The IULMIA contains more than 86,000 items, making it one of the world’s largest educational film collections, according to their website. The Indiana Daily Student sat down with Rachael Stoeltje, the director of the IU Libraries Moving Image Archive to talk about film. Answers have been edited for clarity.
INDIANA DAILY STUDENT: What is the mission of the IULMIA?
STOELTJE: We have passive preservation, which is cold storage, and next year, they’re building an even better facility — one of the best in the country — it’ll be 38 degrees for film, which is perfect. We also digitally preserve, and a lot of our staff is here because we’ve launched this mass digitization of film, so we’re scanning them at high levels and then preserving those digital copies. Access is the other key component to what we do, whether that’s on the flatbed for individual researchers, or digitizing and putting them out, or screening them publicly.
How do you keep the films in good condition?
Film is really long term, and it can be preserved for hundreds of years if properly stored. One of the first steps that archives can always do is keep them cool and dry. So our auxiliary library facility is at 50 degrees, 30-percent relative humidity. Our new facility is going to be 38 degrees and 30-percent relative humidity, which is ideal. Moisture and heat are what you’re fighting the most. We also re-can things into polypropylene, which are archival plastic cans.
How does film deteriorate if it’s not preserved properly?
Heat and moisture are particularly bad, but acetate film — which is what a lot of the collection is — actually decomposes because it is organic material. Things like heat and moisture are going to make them deteriorate faster.
With acetate film, it is actually a chemical breakdown, and what actually happens is it starts off-gassing acetic acid as it breaks down. What that means is that not only is there a really stinky smell, but the film starts to shrink, and the film sprockets that help it go through the projector start to shrink and get closer together.
Then you can’t actually project it because the teeth of the projector will start to eat into the film. It also becomes brittle, and it will break when you’re projecting it. Also over time, when it deteriorates fully, it’s like a little hockey puck and it’s unusable.
Why is film preservation important?
Film preservation has a relatively short history, around 1895. The first 20 or 30 years of early silent films, about 80 percent of them have been lost. There wasn’t a clear reason to keep them for future use, so companies who put them out to generate revenue threw them out once they ran their course.
There were no ways to redistribute on home movie systems, so if you think about what’s been created over time, and what we now know today, we’ve lost so much of our cultural heritage.
Even in collections like ours, a lot of what we hold here are amateur films, documentary films and home movies. They capture parts of our culture, parts of our history, especially with collections like ours with amateur footage and home movies, stuff that isn’t actually anywhere else in the world, really.
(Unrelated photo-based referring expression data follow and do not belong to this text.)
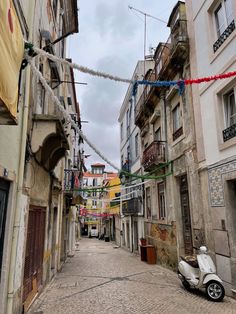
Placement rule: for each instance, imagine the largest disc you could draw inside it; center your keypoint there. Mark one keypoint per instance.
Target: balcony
(229, 133)
(177, 133)
(179, 47)
(224, 36)
(72, 182)
(131, 206)
(49, 141)
(153, 155)
(126, 166)
(179, 44)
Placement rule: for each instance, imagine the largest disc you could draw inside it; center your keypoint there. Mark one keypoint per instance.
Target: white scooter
(200, 273)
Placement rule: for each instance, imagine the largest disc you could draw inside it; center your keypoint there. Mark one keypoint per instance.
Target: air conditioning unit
(156, 114)
(145, 130)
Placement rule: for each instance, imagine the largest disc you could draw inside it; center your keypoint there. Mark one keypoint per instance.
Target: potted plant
(143, 241)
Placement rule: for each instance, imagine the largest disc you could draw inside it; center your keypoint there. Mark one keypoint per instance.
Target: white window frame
(227, 17)
(228, 115)
(148, 202)
(161, 200)
(178, 122)
(136, 140)
(122, 131)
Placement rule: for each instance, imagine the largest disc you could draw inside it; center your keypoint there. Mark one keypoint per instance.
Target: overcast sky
(110, 39)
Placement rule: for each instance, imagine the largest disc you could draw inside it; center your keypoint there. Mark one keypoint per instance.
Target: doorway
(33, 270)
(186, 218)
(135, 236)
(4, 191)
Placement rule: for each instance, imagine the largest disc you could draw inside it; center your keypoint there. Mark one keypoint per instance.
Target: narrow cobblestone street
(103, 279)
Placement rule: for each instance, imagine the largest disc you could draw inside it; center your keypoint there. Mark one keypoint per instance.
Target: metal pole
(144, 48)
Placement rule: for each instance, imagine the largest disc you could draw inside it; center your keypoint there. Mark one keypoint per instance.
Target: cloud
(111, 40)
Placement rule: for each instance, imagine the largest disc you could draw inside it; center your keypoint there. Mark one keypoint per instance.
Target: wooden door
(34, 252)
(186, 218)
(4, 189)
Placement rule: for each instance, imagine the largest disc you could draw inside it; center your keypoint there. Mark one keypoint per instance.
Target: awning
(11, 56)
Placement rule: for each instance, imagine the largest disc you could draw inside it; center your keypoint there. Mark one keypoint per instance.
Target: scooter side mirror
(203, 249)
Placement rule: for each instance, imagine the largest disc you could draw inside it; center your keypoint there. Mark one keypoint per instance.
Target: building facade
(132, 224)
(213, 40)
(96, 201)
(39, 217)
(174, 221)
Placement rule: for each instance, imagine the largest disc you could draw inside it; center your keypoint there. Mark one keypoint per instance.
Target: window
(128, 155)
(223, 16)
(127, 122)
(161, 201)
(148, 202)
(121, 131)
(230, 115)
(157, 135)
(176, 118)
(177, 122)
(55, 7)
(224, 22)
(136, 146)
(230, 108)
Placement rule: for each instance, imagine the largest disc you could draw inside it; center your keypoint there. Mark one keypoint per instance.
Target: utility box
(148, 254)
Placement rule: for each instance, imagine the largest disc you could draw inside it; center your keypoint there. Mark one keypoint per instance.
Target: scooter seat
(191, 260)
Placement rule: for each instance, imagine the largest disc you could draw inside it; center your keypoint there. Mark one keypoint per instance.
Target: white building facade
(132, 221)
(213, 40)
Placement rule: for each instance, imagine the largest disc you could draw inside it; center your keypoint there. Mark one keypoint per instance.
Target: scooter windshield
(205, 263)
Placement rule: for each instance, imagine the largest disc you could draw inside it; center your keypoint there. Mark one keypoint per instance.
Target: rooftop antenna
(145, 30)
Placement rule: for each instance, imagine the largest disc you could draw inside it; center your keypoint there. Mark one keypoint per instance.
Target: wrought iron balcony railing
(153, 155)
(71, 180)
(229, 133)
(177, 133)
(126, 166)
(132, 206)
(224, 36)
So, it’s really preserving our history by preserving film.
How does being integrated with IU affect your archive?
A huge part of what we also do, and what I’m so proud of, is education, outreach and training. It’s not only engaging the IU students here, but we tend to have 10 to 15 students that work for us and we actively mentor them.
We spend a lot of time teaching and doing things like First Thursdays, and a lot of my international work is about training and outreach, which is a core part of IU’s mission.
It’s important not only for people to understand what film preservation is, but just in general for teaching the skill set to move forward for young professionals. We have also done a lot of things in the past in education for the general public.